We sometimes use “examples” and “features” interchangeably, but I agree this is confusing. I’ll improve the wording to make this clear - thank you for the feedback!

2 Likes

Thanks for clarifying!

In the section Creating your own dataset I got an import error when trying this code

from huggingface_hub import list_datasets

all_datasets = list_datasets()
print(f"Number of datasets on Hub: {len(all_datasets)}")
print(all_datasets[0])

Perhaps the package name should’ve been datasets instead of huggingface_hub ?

My bad. I was using an older version of huggingface_hub. The import error has gone after I installed the latest version, i.e. version 0.2.1

1 Like

The course is my first experience with HF, I’m totally wowed. Thanks for the great course and great tools!

For question in the end of chapter quiz for chapter 5, the grading system shows the correct answer as dataset.shuffle().select(range(len(50)).

I think you don’t mean to have the len in there, and it would instead be dataset.shuffle().select(range(50)).

Hi @dansbecker thank you for the kind words!

You’re totally right about the quiz - that’s a bug which I’ll fix right away :slight_smile:

1 Like

I disagree with that analysis. Here we are in a situation where we create several training samples from one example by applying some preprocessing, which is generally called feature extraction. In tabular data feature extraction often means adding new columns to the dataset (although it sometimes means removing some), which leads to people often calling the columns features. Here in this example, it means adding more rows, wo calling the rows the features makes perfect sense to me.

We could however add a remark to explain this :slight_smile:

In HF Chapter 5, “Time to slice and dice”: The 🤗 Datasets library - Hugging Face Course

I observe

new_drug_dataset = drug_dataset.map(
      lambda x: {"review": html.unescape(x["review"])},
      batched=True)

to work slightly better than the used

new_drug_dataset = drug_dataset.map(
      lambda x: {"review": [html.unescape(o) for o in x["review"]]},
      batched=True
)

Results:

Hey @satpalsr that’s an interesting result, but I think you’ll find that html.unescape() won’t actually unescape the HTML characters in your first example because it expects a string, not a list of strings.

You can check the outputs by inspecting the first element of the train split in both cases :slight_smile:

1 Like

Hi! I have an issue when saving the dataset:

drug_dataset_clean.save_to_disk("drug-reviews")

A TypeError has been raised.
I’ve tried another dataset with the type Dataset (freq_dataset in the tutorial, for example), and it works.

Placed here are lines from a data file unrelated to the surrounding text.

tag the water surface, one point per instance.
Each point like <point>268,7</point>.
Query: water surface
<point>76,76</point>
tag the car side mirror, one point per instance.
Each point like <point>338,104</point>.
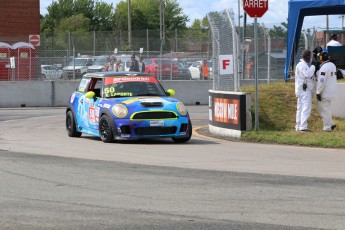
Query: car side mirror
<point>90,95</point>
<point>171,92</point>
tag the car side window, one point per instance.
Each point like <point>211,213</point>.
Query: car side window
<point>83,85</point>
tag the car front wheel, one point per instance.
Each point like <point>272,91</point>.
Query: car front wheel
<point>71,126</point>
<point>105,129</point>
<point>184,139</point>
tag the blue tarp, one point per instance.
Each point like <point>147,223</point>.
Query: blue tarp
<point>298,9</point>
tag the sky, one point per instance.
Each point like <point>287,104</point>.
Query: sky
<point>276,14</point>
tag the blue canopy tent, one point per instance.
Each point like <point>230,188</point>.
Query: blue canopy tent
<point>298,9</point>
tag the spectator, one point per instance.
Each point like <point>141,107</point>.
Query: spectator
<point>141,65</point>
<point>134,65</point>
<point>326,90</point>
<point>118,66</point>
<point>334,40</point>
<point>304,87</point>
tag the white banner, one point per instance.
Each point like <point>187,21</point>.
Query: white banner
<point>226,64</point>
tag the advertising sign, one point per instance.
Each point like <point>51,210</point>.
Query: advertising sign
<point>226,64</point>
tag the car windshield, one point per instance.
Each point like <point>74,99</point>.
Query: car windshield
<point>180,65</point>
<point>132,87</point>
<point>99,61</point>
<point>78,62</point>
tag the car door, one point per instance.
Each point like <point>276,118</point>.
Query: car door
<point>88,109</point>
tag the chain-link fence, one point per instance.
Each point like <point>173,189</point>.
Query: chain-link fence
<point>57,53</point>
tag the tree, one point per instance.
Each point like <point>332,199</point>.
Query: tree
<point>99,14</point>
<point>145,15</point>
<point>77,23</point>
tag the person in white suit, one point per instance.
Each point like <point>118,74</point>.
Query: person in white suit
<point>326,90</point>
<point>304,87</point>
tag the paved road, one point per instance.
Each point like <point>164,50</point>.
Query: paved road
<point>50,181</point>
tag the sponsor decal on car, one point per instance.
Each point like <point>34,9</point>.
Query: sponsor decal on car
<point>156,123</point>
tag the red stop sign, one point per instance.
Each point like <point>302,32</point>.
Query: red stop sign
<point>255,8</point>
<point>34,40</point>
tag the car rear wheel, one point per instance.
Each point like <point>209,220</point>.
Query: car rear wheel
<point>71,127</point>
<point>187,138</point>
<point>105,129</point>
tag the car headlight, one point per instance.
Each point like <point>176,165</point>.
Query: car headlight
<point>120,110</point>
<point>181,108</point>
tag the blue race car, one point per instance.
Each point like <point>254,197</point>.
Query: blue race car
<point>126,106</point>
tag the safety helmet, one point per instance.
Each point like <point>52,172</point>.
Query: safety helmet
<point>323,56</point>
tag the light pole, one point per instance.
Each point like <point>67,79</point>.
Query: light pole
<point>162,33</point>
<point>129,25</point>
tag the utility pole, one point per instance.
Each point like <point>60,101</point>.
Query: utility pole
<point>129,25</point>
<point>162,33</point>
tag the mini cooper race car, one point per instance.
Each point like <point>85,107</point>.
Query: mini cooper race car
<point>126,106</point>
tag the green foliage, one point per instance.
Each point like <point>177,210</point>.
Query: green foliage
<point>99,15</point>
<point>78,23</point>
<point>277,114</point>
<point>146,15</point>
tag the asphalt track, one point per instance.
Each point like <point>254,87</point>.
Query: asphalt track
<point>51,181</point>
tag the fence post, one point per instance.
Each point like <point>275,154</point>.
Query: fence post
<point>176,41</point>
<point>147,42</point>
<point>94,43</point>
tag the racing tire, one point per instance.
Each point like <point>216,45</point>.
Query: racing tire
<point>187,138</point>
<point>105,129</point>
<point>71,126</point>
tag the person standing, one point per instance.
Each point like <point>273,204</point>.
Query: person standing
<point>326,88</point>
<point>134,64</point>
<point>118,66</point>
<point>141,65</point>
<point>304,85</point>
<point>204,73</point>
<point>333,41</point>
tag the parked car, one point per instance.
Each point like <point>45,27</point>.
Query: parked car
<point>169,68</point>
<point>117,105</point>
<point>101,63</point>
<point>125,60</point>
<point>77,66</point>
<point>183,71</point>
<point>195,69</point>
<point>50,72</point>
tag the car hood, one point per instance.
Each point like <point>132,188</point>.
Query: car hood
<point>134,104</point>
<point>75,67</point>
<point>95,67</point>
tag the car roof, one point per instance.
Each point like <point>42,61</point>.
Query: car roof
<point>115,74</point>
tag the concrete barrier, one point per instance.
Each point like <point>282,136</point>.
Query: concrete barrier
<point>56,93</point>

So maybe the problem is the data type of drug_dataset_clean.

I think there is a mistake in the ‘Creating your own dataset’ section:

issues_with_comments_dataset = issues_dataset.map(
    lambda x: {"comments": get_comments(x["number"])}
)

It will raise a TypeError because the data type of x[‘number’] is numpy.int64 instead of int, and the former could not be used as an index. So

issues_with_comments_dataset = issues_dataset.map(
    lambda x: {"comments": get_comments(int(x["number"]))}
)

will work.

Hi @DoyyingFace, thank you for reporting this error! Unfortunately, I am not able to reproduce the error using the code in the chapter’s Colab. Perhaps you missed a cell that needed executing or are using an old version of datasets? If the problem remains, can you share a copy of the notebook that you’re running?

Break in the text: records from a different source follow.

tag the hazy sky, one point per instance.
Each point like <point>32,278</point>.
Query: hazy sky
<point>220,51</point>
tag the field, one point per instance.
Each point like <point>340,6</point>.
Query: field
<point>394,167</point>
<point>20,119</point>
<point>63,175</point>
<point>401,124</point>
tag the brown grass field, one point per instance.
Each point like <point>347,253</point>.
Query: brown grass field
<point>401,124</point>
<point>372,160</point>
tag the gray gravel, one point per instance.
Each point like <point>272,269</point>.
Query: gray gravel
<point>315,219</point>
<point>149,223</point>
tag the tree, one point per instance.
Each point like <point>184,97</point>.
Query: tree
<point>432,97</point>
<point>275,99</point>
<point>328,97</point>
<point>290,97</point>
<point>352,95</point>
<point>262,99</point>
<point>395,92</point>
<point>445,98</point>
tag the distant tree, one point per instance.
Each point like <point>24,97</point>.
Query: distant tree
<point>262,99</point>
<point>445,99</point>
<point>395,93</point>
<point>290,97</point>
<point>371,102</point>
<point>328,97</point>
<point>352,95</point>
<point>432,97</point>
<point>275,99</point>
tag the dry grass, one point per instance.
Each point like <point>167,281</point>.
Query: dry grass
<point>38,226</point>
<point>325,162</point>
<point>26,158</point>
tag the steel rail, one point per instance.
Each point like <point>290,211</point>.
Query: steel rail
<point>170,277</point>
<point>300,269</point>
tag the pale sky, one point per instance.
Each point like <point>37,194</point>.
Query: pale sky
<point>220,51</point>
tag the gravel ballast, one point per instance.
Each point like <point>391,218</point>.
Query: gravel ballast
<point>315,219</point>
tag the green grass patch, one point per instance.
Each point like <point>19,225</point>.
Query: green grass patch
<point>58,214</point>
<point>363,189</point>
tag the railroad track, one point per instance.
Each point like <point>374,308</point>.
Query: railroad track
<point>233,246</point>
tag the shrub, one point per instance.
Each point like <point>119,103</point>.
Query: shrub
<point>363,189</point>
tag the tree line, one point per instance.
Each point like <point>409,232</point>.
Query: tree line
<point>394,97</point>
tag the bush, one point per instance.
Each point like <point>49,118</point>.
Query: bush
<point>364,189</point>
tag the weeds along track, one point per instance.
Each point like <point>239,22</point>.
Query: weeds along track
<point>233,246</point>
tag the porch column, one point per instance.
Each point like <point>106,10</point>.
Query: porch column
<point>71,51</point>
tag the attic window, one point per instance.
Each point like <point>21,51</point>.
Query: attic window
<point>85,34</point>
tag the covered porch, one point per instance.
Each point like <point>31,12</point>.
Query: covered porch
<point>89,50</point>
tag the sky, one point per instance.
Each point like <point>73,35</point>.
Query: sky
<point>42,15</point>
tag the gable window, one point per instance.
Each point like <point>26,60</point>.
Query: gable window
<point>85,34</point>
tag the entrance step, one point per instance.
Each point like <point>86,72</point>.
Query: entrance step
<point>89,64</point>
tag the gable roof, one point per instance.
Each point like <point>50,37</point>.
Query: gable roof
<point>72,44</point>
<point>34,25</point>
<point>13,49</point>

Hi @DoyyingFace thank you for raising this error. Unfortunately I am not able to reproduce it using the Colab notebook provided with the chapter. Perhaps you are using an old version of datasets? If the problem persists, can you please share the notebook you are getting the error in?

Hi! I ran the notebook attached in the tutorial and it worked as you said (for both replies I made here). So maybe there is something wrong with my notebook, and I might check my version. Thanks for your help!
BTW, what is about the old version of datasets?